Northwood
Project with
The Madsen Lab is dedicated to a systems understanding of PI3K signalling plasticity, inspired by observations from human disorders such as cancer and PIK3CA-related overgrowth spectrum (PROS) 1,2. Over the last five years, with support from Wellcome funding, we uncovered previously unappreciated allele dose-dependent effects of PIK3CA mutations in human pluripotent stem cells and cancer 3–5. Recently, we also developed a versatile single-cell experimental framework for studies of quantitative, PI3K-dependent information transfer, demonstrating for the first time that the most frequent oncogenic PIK3CA mutation, PIK3CAH1047R, is not a simple ON switch of the pathway as commonly assumed. Instead, PIK3CAH1047R corrupts the ability of cells to resolve the identity of different growth factors, akin to “blurred” signal transfer 6. Supported by a UKRI Future Leaders Fellowship, the Madsen Lab now seeks to develop context-dependent and therapeutically predictive PI3K signalling maps7,8 by leveraging state-of-the-art quantitative technologies (mass spectrometry, mass cytometry, scRNAseq, live-cell imaging), computational modelling and novel experimental systems for controllable PIK3CAmutant expression in human iPSCs and their differentiated derivatives9.
As part of this collective effort, the lab offers a PhD project with the following objectives: 1) mapping the PIK3CA mutant-specific interactome across biological systems (iPSCs, endothelial cells, cancer models), at baseline and in response to growth factor-specific stimulation; 2) causal inferences using the resulting network models10 to identify therapeutically-targetable mechanisms of PIK3CA mutant-specific signal transfer; 3) experimental validation of predicted “signal-correcting” interventions in disease-relevant models (PROS and cancer).
If an interdisciplinary scientific puzzle does not put you off, if you are unafraid of quantitative biology, if you are kind, well-organised and incurably curious, then you are the PhD student we are looking for to join our lab. You will gain highly competitive skills in single-cell biology, quantitative signalling, pluripotent stem cell culture, bioinformatic analyses and computational modelling of signalling networks. You will be part of existing collaborations between the Madsen group and partners in the UK and the U.S., including Prof. Robert Semple (University of Edinburgh), Prof. Owen Sansom (CRUK Scotland Institute) and Prof. Andre Levchenko (Yale Systems Biology Institute).

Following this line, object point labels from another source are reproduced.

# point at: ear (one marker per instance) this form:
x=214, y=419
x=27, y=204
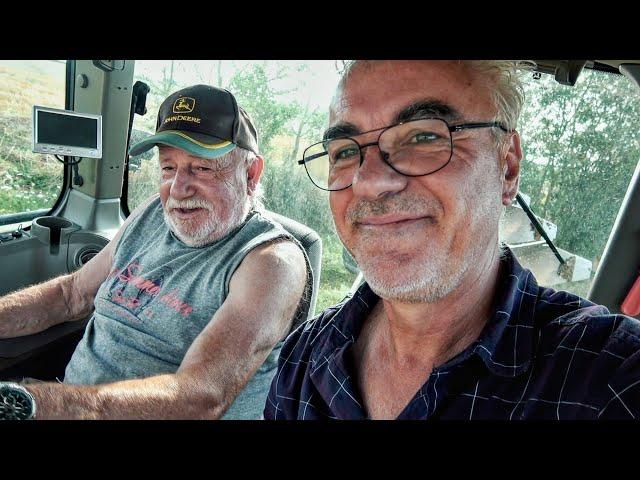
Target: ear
x=254, y=172
x=510, y=160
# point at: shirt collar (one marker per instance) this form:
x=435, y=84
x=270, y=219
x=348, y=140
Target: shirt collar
x=505, y=344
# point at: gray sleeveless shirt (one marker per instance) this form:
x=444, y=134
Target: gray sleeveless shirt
x=157, y=299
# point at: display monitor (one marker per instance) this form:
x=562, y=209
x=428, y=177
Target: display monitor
x=64, y=132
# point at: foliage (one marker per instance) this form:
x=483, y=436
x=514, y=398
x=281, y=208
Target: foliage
x=581, y=148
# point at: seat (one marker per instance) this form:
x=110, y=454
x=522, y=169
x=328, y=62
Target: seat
x=312, y=243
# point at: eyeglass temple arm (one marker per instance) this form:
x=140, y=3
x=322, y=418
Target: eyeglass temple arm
x=539, y=227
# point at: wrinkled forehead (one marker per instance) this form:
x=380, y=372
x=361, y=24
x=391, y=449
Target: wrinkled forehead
x=375, y=93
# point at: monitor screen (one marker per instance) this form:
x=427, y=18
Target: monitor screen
x=66, y=132
x=60, y=129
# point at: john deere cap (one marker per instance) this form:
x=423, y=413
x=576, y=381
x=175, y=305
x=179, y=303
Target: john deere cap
x=202, y=120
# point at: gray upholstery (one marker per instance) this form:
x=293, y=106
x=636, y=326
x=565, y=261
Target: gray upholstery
x=312, y=243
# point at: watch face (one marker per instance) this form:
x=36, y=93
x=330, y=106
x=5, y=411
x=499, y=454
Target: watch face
x=15, y=404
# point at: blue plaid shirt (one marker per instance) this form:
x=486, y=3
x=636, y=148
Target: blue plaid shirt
x=544, y=354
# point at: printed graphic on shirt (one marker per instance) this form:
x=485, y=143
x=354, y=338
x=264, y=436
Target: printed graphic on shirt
x=136, y=291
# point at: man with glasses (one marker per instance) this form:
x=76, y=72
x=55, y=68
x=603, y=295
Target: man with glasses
x=420, y=160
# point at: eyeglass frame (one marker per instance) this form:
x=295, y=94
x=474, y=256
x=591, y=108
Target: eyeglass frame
x=385, y=155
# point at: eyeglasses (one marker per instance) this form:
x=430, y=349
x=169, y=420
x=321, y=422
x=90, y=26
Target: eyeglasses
x=414, y=148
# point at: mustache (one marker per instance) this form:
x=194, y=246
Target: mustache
x=188, y=204
x=409, y=204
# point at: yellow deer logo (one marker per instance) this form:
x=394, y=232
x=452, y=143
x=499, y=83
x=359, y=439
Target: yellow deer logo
x=184, y=105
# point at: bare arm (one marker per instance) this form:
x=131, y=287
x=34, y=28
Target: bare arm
x=62, y=299
x=263, y=296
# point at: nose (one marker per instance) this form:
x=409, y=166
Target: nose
x=182, y=184
x=375, y=178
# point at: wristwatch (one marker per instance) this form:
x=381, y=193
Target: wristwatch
x=16, y=402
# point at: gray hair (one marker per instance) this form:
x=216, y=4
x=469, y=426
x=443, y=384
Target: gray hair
x=502, y=78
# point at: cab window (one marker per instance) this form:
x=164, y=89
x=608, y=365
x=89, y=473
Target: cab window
x=30, y=183
x=580, y=147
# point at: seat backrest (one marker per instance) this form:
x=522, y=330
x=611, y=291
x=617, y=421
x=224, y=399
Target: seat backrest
x=312, y=244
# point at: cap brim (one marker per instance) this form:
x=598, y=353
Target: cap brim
x=198, y=145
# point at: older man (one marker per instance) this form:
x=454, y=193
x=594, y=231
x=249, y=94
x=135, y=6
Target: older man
x=420, y=159
x=193, y=295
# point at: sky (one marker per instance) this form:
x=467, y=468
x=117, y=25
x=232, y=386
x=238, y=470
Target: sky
x=316, y=85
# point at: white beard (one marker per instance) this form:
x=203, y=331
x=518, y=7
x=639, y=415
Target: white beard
x=207, y=231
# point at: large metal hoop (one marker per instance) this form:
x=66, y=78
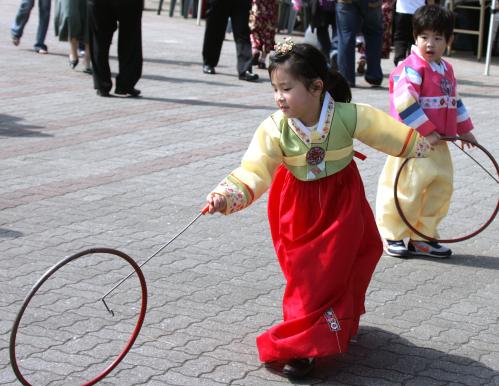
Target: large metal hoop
x=50, y=272
x=457, y=239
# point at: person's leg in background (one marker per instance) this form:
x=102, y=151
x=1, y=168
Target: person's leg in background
x=402, y=37
x=239, y=15
x=102, y=24
x=373, y=35
x=129, y=45
x=216, y=24
x=20, y=20
x=347, y=21
x=43, y=25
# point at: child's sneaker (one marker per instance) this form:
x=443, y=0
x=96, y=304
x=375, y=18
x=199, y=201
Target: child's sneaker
x=396, y=248
x=428, y=248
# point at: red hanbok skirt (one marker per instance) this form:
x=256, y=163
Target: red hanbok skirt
x=328, y=245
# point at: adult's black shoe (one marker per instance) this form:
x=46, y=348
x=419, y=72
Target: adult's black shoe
x=132, y=92
x=298, y=368
x=207, y=69
x=248, y=76
x=103, y=93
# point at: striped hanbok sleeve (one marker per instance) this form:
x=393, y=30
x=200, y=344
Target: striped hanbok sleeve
x=464, y=123
x=406, y=90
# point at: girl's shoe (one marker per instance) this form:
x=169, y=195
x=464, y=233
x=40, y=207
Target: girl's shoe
x=298, y=368
x=428, y=248
x=396, y=248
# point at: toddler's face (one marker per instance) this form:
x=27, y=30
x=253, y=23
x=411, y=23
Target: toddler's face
x=293, y=98
x=431, y=45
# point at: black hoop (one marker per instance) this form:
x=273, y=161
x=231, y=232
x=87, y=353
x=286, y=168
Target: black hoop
x=457, y=239
x=50, y=272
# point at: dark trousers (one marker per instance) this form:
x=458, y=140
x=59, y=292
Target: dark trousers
x=402, y=37
x=103, y=18
x=217, y=15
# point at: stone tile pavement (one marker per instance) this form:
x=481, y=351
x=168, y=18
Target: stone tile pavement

By joining a relatively young group, you will also benefit from daily supervision and hands-on training by the PI as well as a modern and inclusive approach to research culture: we are committed to excellence underpinned by research integrity, care and respect.
1. Madsen, R. R., Vanhaesebroeck, B. & Semple, R. K. Cancer-Associated PIK3CA Mutations in Overgrowth Disorders. Trends in Molecular Medicine 24, 856–870 (2018).
2. Madsen, R. R. & Semple, R. K. PIK3CA-related overgrowth: silver bullets from the cancer arsenal? Trends in Molecular Medicine 28, 255–257 (2022).
3. Madsen, R. R. et al. Oncogenic PIK3CA promotes cellular stemness in an allele dose-dependent manner. Proceedings of the National Academy of Sciences 116, 8380–8389 (2019).
4. Madsen, R. R. et al. Positive correlation between transcriptomic stemness and PI3K/AKT/mTOR signaling scores in breast cancer, and a counterintuitive relationship with PIK3CA genotype. PLOS Genetics 17, e1009876 (2021).
5. Madsen, R. R. et al. NODAL/TGFβ signalling mediates the self-sustained stemness induced by PIK3CAH1047R homozygosity in pluripotent stem cells. Disease Models & Mechanisms 14, dmm.048298 (2021).
6. Madsen, R. R. et al. Oncogenic PIK3CA corrupts growth factor signaling specificity. 2023.12.23.573207 Preprint at https://doi.org/10.1101/2023.12.23.573207 (2023).
7. Madsen, R. R. & Vanhaesebroeck, B. Cracking the context-specific PI3K signaling code. Science Signaling 13, eaay2940 (2020).
8. Madsen, R. R. & Toker, A. PI3K signaling through a biochemical systems lens. Journal of Biological Chemistry 299, 105224 (2023).
9. Ang, L. T. et al. Generating human artery and vein cells from pluripotent stem cells highlights the arterial tropism of Nipah and Hendra viruses. Cell 185, 2523-2541.e30 (2022).
10. Erickson, E. C. et al. Multiomic profiling of breast cancer cells uncovers stress MAPK-associated sensitivity to AKT degradation. Science Signaling 17, eadf2670 (2024).